Christians represented the largest voluntary social group in Korea before the Korean War. There were more than 2,000 churches in the country in 1942, mostly Presbyterian and mostly in the north. After the 1945 partitioning of the country, the North Korean government attacked the church through its financial base. In 1946 it confiscated Christians’ finances through the Land Reform Act and in 1948 nationalized key industries, further weakening churches. 

At the same time, Kim Il Sung nominated one of his (Christian) mother’s relatives, Pastor Kang Yang Wook, as a representative of the Chosun Christianity Federation, a group established to support the Communist Party while absorbing the existing Christian associations.

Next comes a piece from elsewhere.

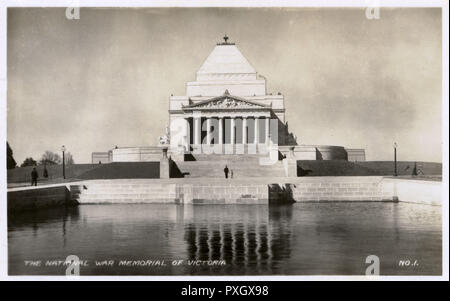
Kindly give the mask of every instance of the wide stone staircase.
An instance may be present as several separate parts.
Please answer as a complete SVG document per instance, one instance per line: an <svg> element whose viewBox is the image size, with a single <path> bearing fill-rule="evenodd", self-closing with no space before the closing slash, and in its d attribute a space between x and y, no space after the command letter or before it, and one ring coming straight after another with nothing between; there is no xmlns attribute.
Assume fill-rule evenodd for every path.
<svg viewBox="0 0 450 301"><path fill-rule="evenodd" d="M266 156L267 157L267 156ZM265 165L262 155L195 155L195 161L176 162L179 172L185 178L224 178L223 169L233 171L233 178L284 177L282 161ZM230 176L230 175L229 175Z"/></svg>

On September 9, 1948, the Democratic People’s Republic of Korea was officially established in the north. Government officials trumpeted the end of religion in North Korea. No more steeples. No more long-haired evangelists. No more notebooks or pencils or gifts. No God except for Kim Il Sung. 



Escaping to the south

In late 1949, as the north was preparing for the Korean War, Communists arrested everyone who attended religious activities. They raided homes of Christians in search of religious books, which were regarded as “seditious [rebellious] circulars.” In a country where Japanese occupying forces had shut down 200 churches and arrested some 2,000 Christians a mere 20 years before, the season of martyrdom had returned.

By the time the Korean War began in June 1950, the government routinely arrested and persecuted Christian leaders on charges of sedition. During the retreat of North Korean troops, Kim Il Sung ordered the indiscriminate slaughter of Christians. There is no record of the number, but some estimate it in the tens of thousands. 

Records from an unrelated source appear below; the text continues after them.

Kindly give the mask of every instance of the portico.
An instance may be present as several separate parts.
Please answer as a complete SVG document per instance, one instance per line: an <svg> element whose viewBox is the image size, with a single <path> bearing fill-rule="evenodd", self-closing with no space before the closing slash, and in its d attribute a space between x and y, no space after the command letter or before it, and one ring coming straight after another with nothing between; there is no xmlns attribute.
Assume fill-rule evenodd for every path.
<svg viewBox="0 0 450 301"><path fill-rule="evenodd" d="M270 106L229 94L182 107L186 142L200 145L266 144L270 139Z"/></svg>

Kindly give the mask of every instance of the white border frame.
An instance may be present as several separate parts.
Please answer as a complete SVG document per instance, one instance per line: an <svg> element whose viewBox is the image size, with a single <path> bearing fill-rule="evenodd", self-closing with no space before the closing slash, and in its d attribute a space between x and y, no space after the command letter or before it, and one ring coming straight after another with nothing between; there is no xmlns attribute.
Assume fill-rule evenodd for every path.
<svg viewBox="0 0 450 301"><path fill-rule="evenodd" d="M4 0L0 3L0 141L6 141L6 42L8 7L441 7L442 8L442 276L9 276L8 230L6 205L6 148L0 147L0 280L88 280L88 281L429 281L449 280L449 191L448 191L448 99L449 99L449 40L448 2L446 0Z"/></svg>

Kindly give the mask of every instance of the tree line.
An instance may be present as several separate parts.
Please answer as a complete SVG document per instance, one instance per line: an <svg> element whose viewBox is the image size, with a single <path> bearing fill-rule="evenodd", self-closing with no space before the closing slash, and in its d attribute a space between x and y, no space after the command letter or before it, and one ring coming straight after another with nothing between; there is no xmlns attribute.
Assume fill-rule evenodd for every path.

Tens of thousands more escaped to South Korea, founding a number of churches (including Young Nak, one of the 40 largest churches in the world in 2014). Ultimately the refugees contributed to making South Korea the most Christian country in Asia. 



Telling the story

Following the war the North Korean government prohibited rebuilding church buildings that had been destroyed. Churches in Cho’s neighborhood that were still standing were converted into schools or hospitals. That is how Cho and his fellow citizens came to forget about God. But as he held his son’s hand in the swirling snow of the frozen Tumen River, Cho had a revelation: like most North Koreans, he had forgotten God. But God had never forgotten North Korea.

Cho and many others escaped to safety in South Korea. While North Korea remains cut off from traditional journalism, historians are beginning to document the 100,000 Christians still living there. 

In 2013 the North Korea Human Rights Record Center revealed detailed information drawn from surveying North Korean defectors in South Korea. Significantly more people had seen Bibles in North Korea than previously thought. But defectors also told a story of religious suppression: more than 60 percent of those caught in religious activity were sent to political prisoner camps.

But no matter how fierce the suppression, more North Koreans were beginning to call on the God whom they had forgotten. Cho and other North Korean defectors are now serving as missionaries; more than 200 defectors have graduated from South Korean seminaries. 

Through shortwave radio broadcasts, balloon launchings of Bibles, and missionary trips, they are not a new trend in North Korean Christianity but the oldest Christian trend of all: ordinary men and women like Professor Cho who cannot help speaking about what they have seen and heard in the most closed nation on earth. CH

By Hyun Sook Foley

[Christian History originally published this article in Christian History Issue #109 in 2014]

Hyun Sook Foley is cofounder and president of Seoul USA, a ministry serving the North Korean underground church, and author of The North Korean Hero’s Journey, which tells stories of Christian North Korean defectors.